Any advices or ideas will be greatly appreciated.

The hbase reads blk_1105510536_31776579 repeatedly! All of unsuccessful reads caused by "java.net.SocketException: Original Exception : java.io.IOException: Connection reset by peer"

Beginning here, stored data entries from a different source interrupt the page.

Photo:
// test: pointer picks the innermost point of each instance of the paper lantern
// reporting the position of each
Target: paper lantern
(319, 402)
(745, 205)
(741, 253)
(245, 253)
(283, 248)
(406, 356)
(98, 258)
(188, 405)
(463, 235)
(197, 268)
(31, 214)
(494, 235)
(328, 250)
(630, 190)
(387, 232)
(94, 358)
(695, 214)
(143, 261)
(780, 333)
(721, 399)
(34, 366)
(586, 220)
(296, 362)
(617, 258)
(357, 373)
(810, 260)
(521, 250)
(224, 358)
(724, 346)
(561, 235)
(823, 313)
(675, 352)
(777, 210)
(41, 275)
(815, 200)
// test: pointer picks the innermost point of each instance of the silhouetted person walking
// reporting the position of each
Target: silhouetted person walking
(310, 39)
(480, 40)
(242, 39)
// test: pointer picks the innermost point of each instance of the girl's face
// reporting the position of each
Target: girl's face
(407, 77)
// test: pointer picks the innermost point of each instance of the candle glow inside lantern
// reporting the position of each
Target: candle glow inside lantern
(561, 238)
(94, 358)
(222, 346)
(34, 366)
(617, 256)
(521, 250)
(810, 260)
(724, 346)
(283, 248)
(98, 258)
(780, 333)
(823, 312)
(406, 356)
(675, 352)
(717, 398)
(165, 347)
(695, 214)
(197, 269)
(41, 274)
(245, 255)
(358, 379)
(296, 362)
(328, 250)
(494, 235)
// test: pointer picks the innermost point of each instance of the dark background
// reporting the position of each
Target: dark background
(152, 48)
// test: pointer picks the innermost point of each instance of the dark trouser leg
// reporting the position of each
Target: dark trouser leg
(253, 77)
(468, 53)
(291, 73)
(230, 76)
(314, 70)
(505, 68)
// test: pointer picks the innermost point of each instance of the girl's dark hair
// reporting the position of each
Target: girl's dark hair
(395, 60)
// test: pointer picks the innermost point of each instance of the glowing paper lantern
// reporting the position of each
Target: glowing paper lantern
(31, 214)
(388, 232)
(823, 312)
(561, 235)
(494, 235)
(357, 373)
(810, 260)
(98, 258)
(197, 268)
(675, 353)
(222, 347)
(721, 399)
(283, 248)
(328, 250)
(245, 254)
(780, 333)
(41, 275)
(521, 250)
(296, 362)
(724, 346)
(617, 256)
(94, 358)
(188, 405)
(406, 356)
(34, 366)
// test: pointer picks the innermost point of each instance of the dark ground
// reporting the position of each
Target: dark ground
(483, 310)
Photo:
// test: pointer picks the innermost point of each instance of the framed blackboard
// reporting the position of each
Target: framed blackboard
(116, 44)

2016-06-30 11:21:49,079 TRACE org.apache.hadoop.hdfs.server.datanode.DataNode: DatanodeRegistration(10.130.1.29:50010, datanodeUuid=f3d795cc-2b3b-43b9-90c3-e4157c031d2c, infoPort=50075, infoSecurePort=0, ipcPort=50020, storageInfo=lv=-56;cid=CID-a99b693d-6f26-48fe-ad37-9f8162f70b22;nsid=920937379;c=0):Ignoring exception while serving BP-360285305-10.130.1.11-1444619256876:blk_1105510536_31776579 to /10.130.1.21:40140
2016-06-30 11:21:49,148 TRACE org.apache.hadoop.hdfs.server.datanode.DataNode: DatanodeRegistration(10.130.1.29:50010, datanodeUuid=f3d795cc-2b3b-43b9-90c3-e4157c031d2c, infoPort=50075, infoSecurePort=0, ipcPort=50020, storageInfo=lv=-56;cid=CID-a99b693d-6f26-48fe-ad37-9f8162f70b22;nsid=920937379;c=0):Ignoring exception while serving BP-360285305-10.130.1.11-1444619256876:blk_1105510536_31776579 to /10.130.1.21:40154
2016-06-30 11:21:50,509 TRACE org.apache.hadoop.hdfs.server.datanode.DataNode: DatanodeRegistration(10.130.1.29:50010, datanodeUuid=f3d795cc-2b3b-43b9-90c3-e4157c031d2c, infoPort=50075, infoSecurePort=0, ipcPort=50020, storageInfo=lv=-56;cid=CID-a99b693d-6f26-48fe-ad37-9f8162f70b22;nsid=920937379;c=0):Ignoring exception while serving BP-360285305-10.130.1.11-1444619256876:blk_1105510536_31776579 to /10.130.1.21:40157
2016-06-30 11:21:51,229 TRACE org.apache.hadoop.hdfs.server.datanode.DataNode: DatanodeRegistration(10.130.1.29:50010, datanodeUuid=f3d795cc-2b3b-43b9-90c3-e4157c031d2c, infoPort=50075, infoSecurePort=0, ipcPort=50020, storageInfo=lv=-56;cid=CID-a99b693d-6f26-48fe-ad37-9f8162f70b22;nsid=920937379;c=0):Ignoring exception while serving BP-360285305-10.130.1.11-1444619256876:blk_1105510536_31776579 to /10.130.1.21:40168
2016-06-30 11:21:51,921 TRACE org.apache.hadoop.hdfs.server.datanode.DataNode: DatanodeRegistration(10.130.1.29:50010, datanodeUuid=f3d795cc-2b3b-43b9-90c3-e4157c031d2c, infoPort=50075, infoSecurePort=0, ipcPort=50020, storageInfo=lv=-56;cid=CID-a99b693d-6f26-48fe-ad37-9f8162f70b22;nsid=920937379;c=0):Ignoring exception while serving BP-360285305-10.130.1.11-1444619256876:blk_1105510536_31776579 to /10.130.1.21:40181
2016-06-30 11:21:51,946 TRACE org.apache.hadoop.hdfs.server.datanode.DataNode: DatanodeRegistration(10.130.1.29:50010, datanodeUuid=f3d795cc-2b3b-43b9-90c3-e4157c031d2c, infoPort=50075, infoSecurePort=0, ipcPort=50020, storageInfo=lv=-56;cid=CID-a99b693d-6f26-48fe-ad37-9f8162f70b22;nsid=920937379;c=0):Ignoring exception while serving BP-360285305-10.130.1.11-1444619256876:blk_1105510536_31776579 to /10.130.1.21:40187
2016-06-30 11:21:53,247 TRACE org.apache.hadoop.hdfs.server.datanode.DataNode: DatanodeRegistration(10.130.1.29:50010, datanodeUuid=f3d795cc-2b3b-43b9-90c3-e4157c031d2c, infoPort=50075, infoSecurePort=0, ipcPort=50020, storageInfo=lv=-56;cid=CID-a99b693d-6f26-48fe-ad37-9f8162f70b22;nsid=920937379;c=0):Ignoring exception while serving BP-360285305-10.130.1.11-1444619256876:blk_1105510536_31776579 to /10.130.1.21:40188

Solution

  • It turns out the problem is due to DFSInputStream do seeking before reading. If the InputStream is over read, a new request will be initiated starting from target pos.